I am vicar of a church in Waterloo, London. When I opened the front doors of the church one recent morning I saw two young rough sleepers, a man and a woman, wrapped up in sleeping bags on ripped up cardboard boxes. Ben, formerly homeless, now one of our key-holders, was selling Big Issue. Stallholders were setting up their street food market (a Turkish woman selling wraps, two Lebanese men selling falafel, one Ethiopian man selling coffee, an Ethiopian man running a Thai food stall, and one British man selling burritos). And a stream of students from around the world passing the church gates on their way to King’s College London. Beyond that two hundred buses an hour carrying commuters into the City; and further afield trains streamed over the bright blue viaduct into Charing Cross. In the background, the redevelopment of the Shell Centre was proceeding apace for seven new high-rise buildings, providing hundreds of flats and offices for powerful individuals and companies servicing global capitalism.

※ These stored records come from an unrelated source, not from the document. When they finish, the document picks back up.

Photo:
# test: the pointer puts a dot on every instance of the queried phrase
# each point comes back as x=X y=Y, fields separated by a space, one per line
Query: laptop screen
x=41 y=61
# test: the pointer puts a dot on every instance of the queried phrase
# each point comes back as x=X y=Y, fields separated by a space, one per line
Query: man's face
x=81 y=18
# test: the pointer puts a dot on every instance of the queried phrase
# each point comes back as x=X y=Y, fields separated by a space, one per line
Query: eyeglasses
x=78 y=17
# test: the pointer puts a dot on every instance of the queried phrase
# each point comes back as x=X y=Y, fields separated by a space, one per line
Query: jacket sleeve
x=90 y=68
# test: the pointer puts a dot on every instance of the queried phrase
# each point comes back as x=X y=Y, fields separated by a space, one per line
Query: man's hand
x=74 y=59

It’s a palimpsest of Britain, and my work as a vicar reflects that. One minute I am responding to a request by a homeless addict for something to eat, somewhere to go, help finding a job. The next I am engaging with the National Theatre on a new jobs scheme we’re running supporting young people into technological skills. Then I find myself counselling someone whose job prospects are unclear or working with a banker who took early retirement and is helping with our finances. Inside the church, I pray about the challenges the world faces – meltdown in Syria, global migration, climate change, society’s fragmentation. Loneliness. Insecurity. Fear.

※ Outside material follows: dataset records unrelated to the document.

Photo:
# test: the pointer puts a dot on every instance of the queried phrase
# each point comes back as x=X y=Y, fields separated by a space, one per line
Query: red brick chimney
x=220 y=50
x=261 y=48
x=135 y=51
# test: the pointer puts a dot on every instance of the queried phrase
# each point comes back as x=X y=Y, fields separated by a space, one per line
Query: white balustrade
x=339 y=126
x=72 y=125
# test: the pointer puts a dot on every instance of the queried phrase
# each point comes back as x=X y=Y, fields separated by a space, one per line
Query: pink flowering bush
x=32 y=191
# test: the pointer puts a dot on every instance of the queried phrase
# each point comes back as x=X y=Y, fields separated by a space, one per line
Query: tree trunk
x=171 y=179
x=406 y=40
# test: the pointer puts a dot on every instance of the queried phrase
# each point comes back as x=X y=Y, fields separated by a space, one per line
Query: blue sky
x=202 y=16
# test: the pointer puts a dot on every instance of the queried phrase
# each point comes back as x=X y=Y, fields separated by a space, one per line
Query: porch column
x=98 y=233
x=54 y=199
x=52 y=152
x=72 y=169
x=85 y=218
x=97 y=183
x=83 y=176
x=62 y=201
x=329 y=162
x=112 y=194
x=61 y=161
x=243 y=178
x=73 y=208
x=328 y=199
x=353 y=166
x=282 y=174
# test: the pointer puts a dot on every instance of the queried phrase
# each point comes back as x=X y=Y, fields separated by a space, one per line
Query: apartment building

David Harvey, Seventeen Contradictions and the End of Capitalism, Profile Books, London, 2015.

Naomi Klein, This Changes Everything, Allen Lane, London, 2014

Paul Mason, Postcapitalism: A Guide to Our Future, Allen Lane, London, 2015.

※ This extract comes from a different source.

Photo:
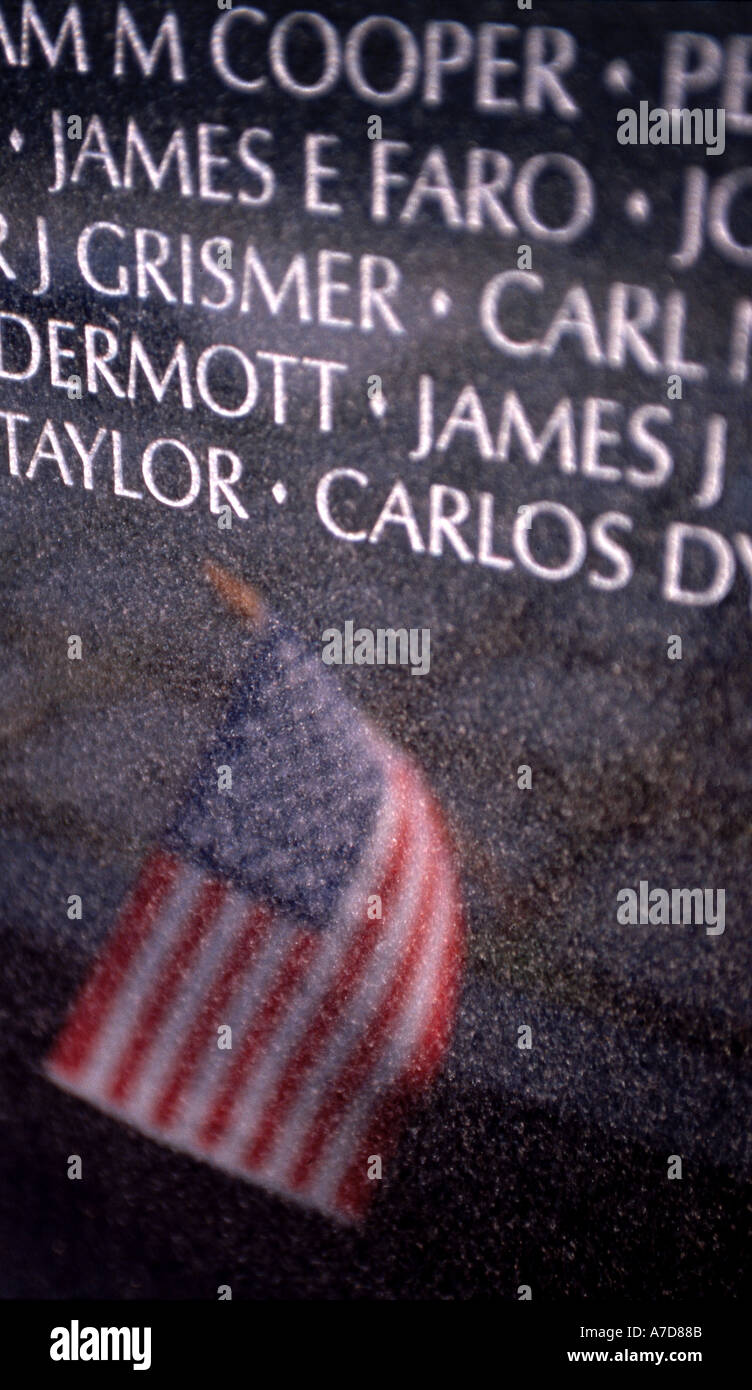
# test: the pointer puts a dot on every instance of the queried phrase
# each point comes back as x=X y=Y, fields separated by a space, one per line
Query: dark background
x=544 y=1168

Arundhati Roy, Capitalism: A Ghost Story, Verso, London, 2015

What is going on? Responses to the current economic situation fall into two broad categories – those who argue that we need more of the same but more carefully moderated, and those who lay the responsibility firmly at the door of what is broadly termed neo-liberal economics. Paul Mason, Naomi Klein, David Harvey and Arundhati Roy fall into the second group. In broad terms their argument is similar – we are seeing the outworking of an economic approach which was first seen when President Nixon tore up the Bretton-Woods agreement in 1971 and developed by Margaret Thatcher and Ronald Reagan, influenced by the Chicago School of economists led by Milton Friedman. Neo-liberal orthodoxy called for a fundamental transformation of the relationship between the state and the individual, liberating private enterprise to create wealth wherever it could on the basis that a rising tide lifts all boats. These books challenge that premise, arguing in different ways that this vision of capitalism is fatally wounded, tottering under the weight of its own contradictions; and that we are seeing – in the resistance to capitalism shown by movements such as the Transition Towns in the UK, Occupy, local energy companies and above all the radical transformation of information brought about by the internet – the beginnings of a new structure which has the potential to change the world.